The use of sequence data is an increasingly important tool in understanding user behaviors with respect to interacting with electronic content (e.g., websites, software applications, etc.). For example, website visitors typically arrive on a website via a variety of different channels, and in addition, once on a website, visitors engage with the website in different ways manifest by different click paths that are captured and stored as sequence data. As such, sequence data can help a website manager accomplish a particular goal by using sequence data to understand how to adjust an advertisement campaign, alter the appearance of a webpage, change the placement of content, and so forth.
In another example, sequence data has the potential to help software developers optimize how users interact with a software application. For instance, sequence data can help a developer understand how users generally interact with an application, how users perform particular tasks within the application, and how often or what types of actions users take within the application. Based on these determinations, the developer can make various changes to the software application to make the application more user friendly, intuitive, and efficient.
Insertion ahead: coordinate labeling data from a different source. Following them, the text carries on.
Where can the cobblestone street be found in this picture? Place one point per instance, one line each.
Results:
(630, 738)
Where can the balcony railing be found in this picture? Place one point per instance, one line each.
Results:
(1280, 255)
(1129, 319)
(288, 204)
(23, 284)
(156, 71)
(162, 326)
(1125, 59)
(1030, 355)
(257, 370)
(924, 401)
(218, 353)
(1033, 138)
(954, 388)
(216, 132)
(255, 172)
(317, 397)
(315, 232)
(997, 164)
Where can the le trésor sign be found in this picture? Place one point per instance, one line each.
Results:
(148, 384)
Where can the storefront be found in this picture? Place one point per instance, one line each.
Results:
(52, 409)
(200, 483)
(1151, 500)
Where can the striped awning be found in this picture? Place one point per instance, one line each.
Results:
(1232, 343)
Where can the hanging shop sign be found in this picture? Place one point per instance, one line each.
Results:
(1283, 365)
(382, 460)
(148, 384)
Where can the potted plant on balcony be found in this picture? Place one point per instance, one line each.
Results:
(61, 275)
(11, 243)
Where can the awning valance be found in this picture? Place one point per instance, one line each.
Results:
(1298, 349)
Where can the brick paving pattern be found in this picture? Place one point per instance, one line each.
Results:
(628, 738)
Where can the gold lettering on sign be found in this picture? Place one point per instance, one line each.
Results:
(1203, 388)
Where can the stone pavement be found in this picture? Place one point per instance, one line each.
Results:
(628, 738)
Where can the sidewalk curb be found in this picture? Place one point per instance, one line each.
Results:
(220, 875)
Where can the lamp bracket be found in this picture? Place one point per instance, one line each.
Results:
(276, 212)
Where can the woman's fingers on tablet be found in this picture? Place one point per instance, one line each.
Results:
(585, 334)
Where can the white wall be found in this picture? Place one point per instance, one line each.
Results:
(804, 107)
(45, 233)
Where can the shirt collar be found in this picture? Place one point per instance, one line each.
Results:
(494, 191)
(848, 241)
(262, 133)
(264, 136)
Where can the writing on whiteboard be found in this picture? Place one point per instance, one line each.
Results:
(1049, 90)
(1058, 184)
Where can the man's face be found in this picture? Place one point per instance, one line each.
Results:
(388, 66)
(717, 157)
Although the potential value provided by understanding sequence data is clear, conventional sequence analysis systems often fail to provide meaningful insight to a developer or manager because of the high-volume nature of sequence data. For example, a sequence dataset for a given period of time may include millions of unique events corresponding to thousands of distinct sequences, where each sequence includes hundreds of different ordered events. Conventional systems often produce statistics regarding the various sequences and/or individual events, but the conventional statistics typically fall short of providing meaningful insight with regard to such large datasets.
In an attempt to overcome providing meaningless statistics related to a given event sequence dataset, many conventional sequence analysis systems attempt to provide visualizations to illustrate insights based on the event sequence data. However, the volume and complexity of event sequence datasets render conventional visualization techniques inadequate for effective analysis. In sum, based on the volume and complexity of event sequence datasets, conventional systems often are not capable of providing a meaningful visualization that provides insight to allow developers and managers to make informed decisions.
Thus, a need exists to extract meaningful analytical data from large and complex event sequence datasets in a quick and efficient manner. Moreover, a need exists for an intuitive way to visualize large and complex event sequence datasets to generate and provide insightful and actionable information to website managers, software application developers, and others.